One of my strongest impressions is that fear of the old regime is still pervasive. A smothering blanket of apprehension and dread woven by 35 years of repression -- where even the smallest mistake could bring torture or death -- won't be cast off in a few weeks' time. Iraqis are understandably cautious. Until they are convinced that every remnant of Hussein's old regime is removed, and until a long and ghastly part of their history is overcome, that fear will remain. That history of atrocities and the punishment of those responsible are directly linked to our success in helping the Iraqi people build a free, secure and democratic future.
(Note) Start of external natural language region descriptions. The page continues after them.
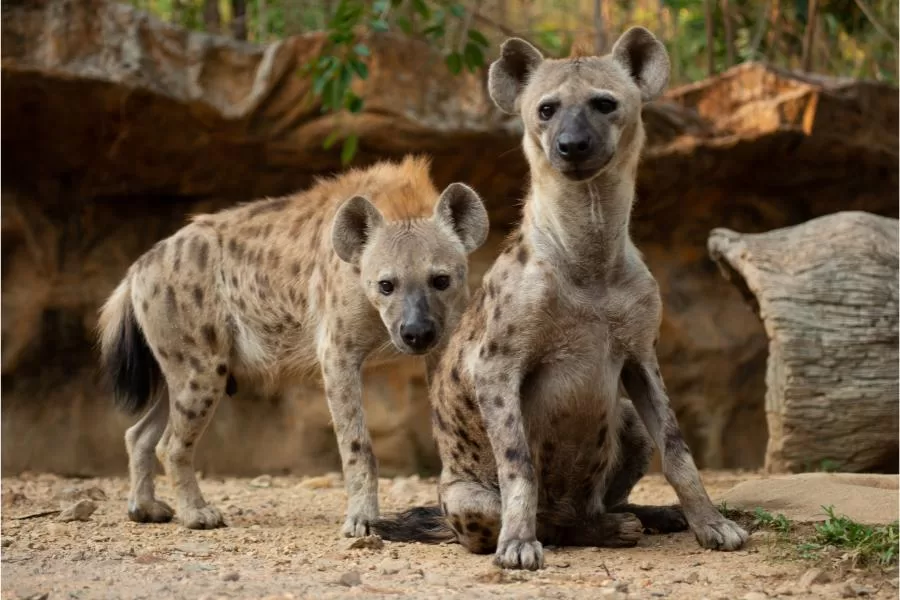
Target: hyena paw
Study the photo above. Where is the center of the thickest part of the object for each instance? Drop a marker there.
(627, 531)
(208, 517)
(519, 554)
(720, 534)
(357, 525)
(154, 512)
What happened to Uday and Qusay Hussein last week is essential to the process of building that future. Their demise is an important step in making Iraqis feel more secure that the Baathist tyranny will never return, in restoring order and in giving freedom a chance. Even in Baghdad, far from the Shi'a and Kurdish areas that we associate with Hussein's genocidal murders, enthusiastic and prolonged celebrations over the news of their deaths erupted almost at once -- suggesting something else I observed: Hussein and his sons were equal-opportunity oppressors.

It was a significant step forward to get Nos. 2 and 3 on our most-wanted list of regime criminals. That same day we captured the commander of the Special Republican Guard. But we've learned in our days on the ground that the roots of that regime go deep -- burrowing into precincts and neighborhoods, like a huge gang of organized criminals. So it is the coalition's intensified focus on mid-level Baathists that we think will yield even greater results in apprehending the contract killers and dead-enders who now target our soldiers and our success. Recently captured functionaries have revealed new and helpful information, and we are working to encourage this trend.
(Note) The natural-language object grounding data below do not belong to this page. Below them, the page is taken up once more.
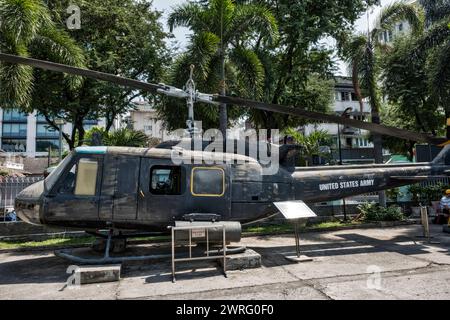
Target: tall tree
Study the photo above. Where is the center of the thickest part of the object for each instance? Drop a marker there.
(299, 65)
(118, 37)
(26, 27)
(219, 49)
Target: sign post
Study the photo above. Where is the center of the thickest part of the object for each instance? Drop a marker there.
(298, 213)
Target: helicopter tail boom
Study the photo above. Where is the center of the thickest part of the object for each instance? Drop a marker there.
(337, 182)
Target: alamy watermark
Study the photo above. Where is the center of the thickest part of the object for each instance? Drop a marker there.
(74, 280)
(238, 148)
(374, 281)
Even though the enemy targets our success, we will win the peace. But we won't win it alone. We don't need American troops to guard every mile of electrical cable. The real center of gravity will come from the Iraqi people themselves -- they know who and where the criminals are. And they have the most at stake -- their future.
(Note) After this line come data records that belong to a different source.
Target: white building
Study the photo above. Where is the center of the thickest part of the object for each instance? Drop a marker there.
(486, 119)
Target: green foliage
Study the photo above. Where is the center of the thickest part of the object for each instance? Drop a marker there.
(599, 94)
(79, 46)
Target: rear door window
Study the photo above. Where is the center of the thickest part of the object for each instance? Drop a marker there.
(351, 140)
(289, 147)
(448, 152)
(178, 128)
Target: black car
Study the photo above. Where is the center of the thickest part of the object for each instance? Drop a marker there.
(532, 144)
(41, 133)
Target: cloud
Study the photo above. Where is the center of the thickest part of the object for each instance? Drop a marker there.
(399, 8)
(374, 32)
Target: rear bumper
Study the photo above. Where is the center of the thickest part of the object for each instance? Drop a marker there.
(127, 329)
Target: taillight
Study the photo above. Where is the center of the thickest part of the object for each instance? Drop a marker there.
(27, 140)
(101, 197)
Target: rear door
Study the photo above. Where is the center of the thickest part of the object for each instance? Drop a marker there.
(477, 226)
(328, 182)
While Iraqis may remain in the grip of fear, our troops, our coalition allies and the new Iraqi national and local Iraqi councils are making significant progress in lessening its iron hold. When inevitable challenges and controversies arise, we should remember that most of the people of Iraq are deeply grateful for what our incredibly brave American and coalition forces have done to liberate them from Hussein's republic of fear.

When we've convinced Iraqis that we mean to stay until the old regime is crushed and its criminals are punished -- and that we are equally determined to give their country back to them -- they will know they can truly begin to build a government and society of, by and for the Iraqi people.

In many ways, the people of Iraq are like prisoners who endured years of solitary confinement -- without light, without peace, without much knowledge of the outside world. They have just emerged into the bright light of hope and fresh air of freedom. It may take a while for them to adjust to this new landscape free of torture trees.